The advent of the Baroque era meant the return of romance to the architecture of Christian churches. In this sense, O. Spengler’s statement about the evolution of Michelangelo’s work is noteworthy: “From the deepest dissatisfaction with the art on which he wasted his life, his ever-unsatisfied need for expression broke the architectonic canon of the Renaissance and created the Roman Baroque... And in the person of Michelangelo, the sculptor “ the history of European sculpture has ended.” Really, Michelangelo - the true "father of Baroque", since in his statues, buildings, and drawings there is, at the same time, a return to the spiritual values ​​of the Middle Ages and the consistent discovery of new principles of formation. This brilliant artist, having exhausted the possibilities of classical plasticity, in the late period of his work created expressive forms that had never been seen before. His titanic figures are depicted not according to the rules of plastic anatomy, which served as the norm for the same Michelangelo just ten years ago, but according to other, irrational shaping forces, brought to life by the imagination of the artist himself.

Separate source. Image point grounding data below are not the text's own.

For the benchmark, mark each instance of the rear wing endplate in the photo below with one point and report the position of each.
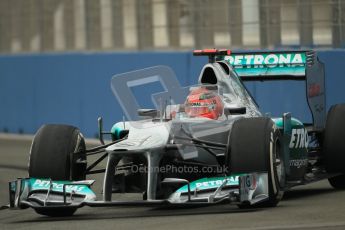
(280, 65)
(285, 65)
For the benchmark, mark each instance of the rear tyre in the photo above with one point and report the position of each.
(334, 145)
(254, 145)
(51, 154)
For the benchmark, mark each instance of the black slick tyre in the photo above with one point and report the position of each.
(254, 145)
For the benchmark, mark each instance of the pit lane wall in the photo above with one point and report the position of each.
(74, 88)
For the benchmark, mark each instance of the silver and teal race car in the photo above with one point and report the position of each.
(203, 145)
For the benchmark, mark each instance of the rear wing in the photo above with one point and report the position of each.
(280, 65)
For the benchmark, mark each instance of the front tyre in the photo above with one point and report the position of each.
(254, 145)
(53, 155)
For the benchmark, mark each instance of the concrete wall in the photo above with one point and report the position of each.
(75, 88)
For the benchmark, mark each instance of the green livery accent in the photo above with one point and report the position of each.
(57, 186)
(210, 183)
(294, 122)
(268, 64)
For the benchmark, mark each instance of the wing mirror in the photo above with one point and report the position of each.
(148, 113)
(234, 110)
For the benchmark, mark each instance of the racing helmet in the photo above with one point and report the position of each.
(202, 102)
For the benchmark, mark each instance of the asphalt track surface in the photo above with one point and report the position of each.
(315, 206)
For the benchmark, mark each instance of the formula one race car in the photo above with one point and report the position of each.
(203, 145)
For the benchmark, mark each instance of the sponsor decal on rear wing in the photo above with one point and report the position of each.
(270, 65)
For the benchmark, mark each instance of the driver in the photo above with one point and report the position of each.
(202, 102)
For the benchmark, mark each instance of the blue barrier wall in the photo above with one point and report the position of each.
(75, 88)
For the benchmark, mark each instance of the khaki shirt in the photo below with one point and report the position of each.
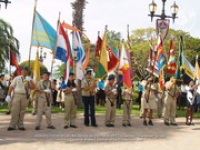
(86, 83)
(108, 87)
(19, 84)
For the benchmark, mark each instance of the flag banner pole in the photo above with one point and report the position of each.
(34, 10)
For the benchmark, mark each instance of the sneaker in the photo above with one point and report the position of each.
(37, 128)
(22, 129)
(73, 126)
(10, 129)
(145, 123)
(65, 127)
(150, 123)
(51, 127)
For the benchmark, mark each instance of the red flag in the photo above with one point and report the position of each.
(171, 68)
(14, 62)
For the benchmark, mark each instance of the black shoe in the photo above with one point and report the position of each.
(145, 123)
(95, 125)
(65, 127)
(22, 129)
(166, 123)
(174, 124)
(124, 125)
(150, 123)
(10, 129)
(51, 127)
(112, 125)
(73, 126)
(129, 125)
(8, 113)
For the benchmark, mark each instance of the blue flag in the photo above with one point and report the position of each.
(43, 34)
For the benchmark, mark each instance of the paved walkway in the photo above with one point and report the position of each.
(137, 137)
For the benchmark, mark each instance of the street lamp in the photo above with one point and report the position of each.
(153, 7)
(42, 56)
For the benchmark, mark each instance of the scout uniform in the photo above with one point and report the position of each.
(88, 99)
(44, 103)
(70, 104)
(110, 103)
(169, 111)
(127, 107)
(19, 101)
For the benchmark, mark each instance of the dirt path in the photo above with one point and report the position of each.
(89, 138)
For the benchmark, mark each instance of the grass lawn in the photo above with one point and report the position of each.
(101, 110)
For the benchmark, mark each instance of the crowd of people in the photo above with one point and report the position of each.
(109, 93)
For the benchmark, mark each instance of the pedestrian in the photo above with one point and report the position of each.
(88, 86)
(111, 96)
(44, 88)
(169, 111)
(20, 87)
(127, 96)
(148, 100)
(190, 103)
(70, 102)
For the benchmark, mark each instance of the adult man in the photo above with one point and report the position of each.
(88, 90)
(111, 95)
(169, 111)
(44, 88)
(20, 87)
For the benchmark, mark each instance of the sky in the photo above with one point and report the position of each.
(98, 13)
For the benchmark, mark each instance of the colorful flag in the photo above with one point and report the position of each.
(160, 56)
(102, 66)
(124, 67)
(152, 67)
(197, 68)
(43, 34)
(81, 56)
(36, 70)
(14, 62)
(171, 68)
(63, 50)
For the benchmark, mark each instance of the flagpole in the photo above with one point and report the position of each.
(34, 10)
(53, 53)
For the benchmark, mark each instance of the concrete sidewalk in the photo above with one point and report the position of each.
(85, 138)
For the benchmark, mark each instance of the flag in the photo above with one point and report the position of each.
(160, 56)
(98, 47)
(36, 70)
(152, 67)
(63, 50)
(197, 68)
(171, 68)
(42, 33)
(81, 56)
(124, 67)
(102, 66)
(14, 62)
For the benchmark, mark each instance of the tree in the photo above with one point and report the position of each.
(78, 6)
(8, 42)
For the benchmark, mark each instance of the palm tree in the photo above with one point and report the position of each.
(8, 42)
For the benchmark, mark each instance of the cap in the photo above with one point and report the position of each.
(24, 68)
(111, 76)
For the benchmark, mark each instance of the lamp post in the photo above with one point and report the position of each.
(153, 7)
(42, 55)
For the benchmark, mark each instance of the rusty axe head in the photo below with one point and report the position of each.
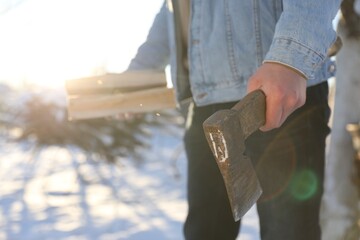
(226, 132)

One of the first signs of Baroque art: redundancy of means and confusion of scales. In the art of Classicism, all forms are clearly defined and delimited from each other. "Sistine Plafond" That's why Michelangelo is the first work of the Baroque style, that in it there was a collision of figures drawn, but sculptural in tactility, and an incredible architectural frame painted on the ceiling, not at all consistent with the real space of architecture. The sizes of the figures also mislead the viewer; they do not harmonize, but are dissonant even with the picturesque, illusory space created for them by the artist.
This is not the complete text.